Stey Anne M, Russell Marcia M, Ko Clifford Y, Sacks Greg D, Dawes Aaron J, Gibbons Melinda M
Icahn School of Medicine, Mount Sinai Medical Center, New York, NY; David Geffen School of Medicine, University of California, Los Angeles, Los Angeles, CA.
David Geffen School of Medicine, University of California, Los Angeles, Los Angeles, CA; VA Greater Los Angeles Healthcare System, Los Angeles, CA.
Surgery. 2015 Feb;157(2):381-95. doi: 10.1016/j.surg.2014.08.097.
Surgical clinical registries provide clinical information with the intent of measuring and improving quality. This study aimed to describe how surgical clinical registries have been used to measure surgical quality, the reported findings, and the limitations of registry measurements.
Medline, CINAHL, and Cochrane were queried for English articles with the terms: "registry AND surgery AND quality." Eligibility criteria were studies explicitly assessing quality measurement with registries as the primary data source.
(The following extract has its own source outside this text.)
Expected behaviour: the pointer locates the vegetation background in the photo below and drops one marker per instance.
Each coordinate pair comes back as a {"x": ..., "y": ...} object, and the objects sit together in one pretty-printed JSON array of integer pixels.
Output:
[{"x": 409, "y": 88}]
Studies were abstracted to identify registries, define registry structure, uses for quality measurement, and limitations of the measurements used.
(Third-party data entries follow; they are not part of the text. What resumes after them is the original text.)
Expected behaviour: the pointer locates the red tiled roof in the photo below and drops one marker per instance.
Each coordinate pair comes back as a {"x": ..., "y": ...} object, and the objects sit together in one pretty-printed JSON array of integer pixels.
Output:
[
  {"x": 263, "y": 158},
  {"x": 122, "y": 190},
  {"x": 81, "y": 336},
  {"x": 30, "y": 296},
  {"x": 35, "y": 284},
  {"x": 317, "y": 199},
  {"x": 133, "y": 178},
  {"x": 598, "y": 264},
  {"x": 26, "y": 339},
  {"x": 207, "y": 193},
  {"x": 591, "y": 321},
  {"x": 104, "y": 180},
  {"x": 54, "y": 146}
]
A total of 111 studies of 18 registries were identified for data abstraction. Two registries were financed privately, and 5 registries were financed by a governmental organization. Across registries, the most common uses of process measures were for monitoring providers and as platforms for quality improvement initiatives. The most common uses of outcome measures were to improve quality modeling and to identify preoperative risk factors for poor outcomes. Eight studies noted improvements in risk-adjusted mortality with registry participation; one found no change. A major limitation is bias from context and means of data collection threatening internal validity of registry quality measurement. Conversely, the other major limitation is the cost of participation, which threatens the external validity of registry quality measurement.
Clinical registries have advanced surgical quality definition, measurement, and modeling as well as having served as platforms for local initiatives for quality improvement. The implication of this finding is that subsidizing registry participation may improve data validity as well as engage providers in quality improvement.
外科临床登记处提供临床信息,旨在衡量和提高医疗质量。本研究旨在描述外科临床登记处如何用于衡量手术质量、报告的研究结果以及登记处测量的局限性。
在Medline、CINAHL和Cochrane数据库中检索英文文章,检索词为:“登记处 AND 外科手术 AND 质量”。纳入标准为明确以登记处作为主要数据源评估质量测量的研究。对研究进行摘要提取,以识别登记处、定义登记处结构、质量测量的用途以及所使用测量方法的局限性。
共识别出111项关于18个登记处的研究用于数据提取。2个登记处由私人资助,5个登记处由政府组织资助。在各个登记处中,过程指标最常见的用途是监测医疗服务提供者以及作为质量改进举措的平台。结果指标最常见的用途是改进质量模型以及识别不良结局的术前风险因素。8项研究指出参与登记处可使风险调整后的死亡率有所改善;1项研究发现无变化。一个主要局限性是背景和数据收集方式导致的偏差,这威胁到登记处质量测量的内部效度。相反,另一个主要局限性是参与成本,这威胁到登记处质量测量的外部效度。
临床登记处推动了手术质量的定义、测量和建模,同时也成为了地方质量改进举措的平台。这一发现的意义在于,补贴登记处参与可能会提高数据效度,并促使医疗服务提供者参与质量改进。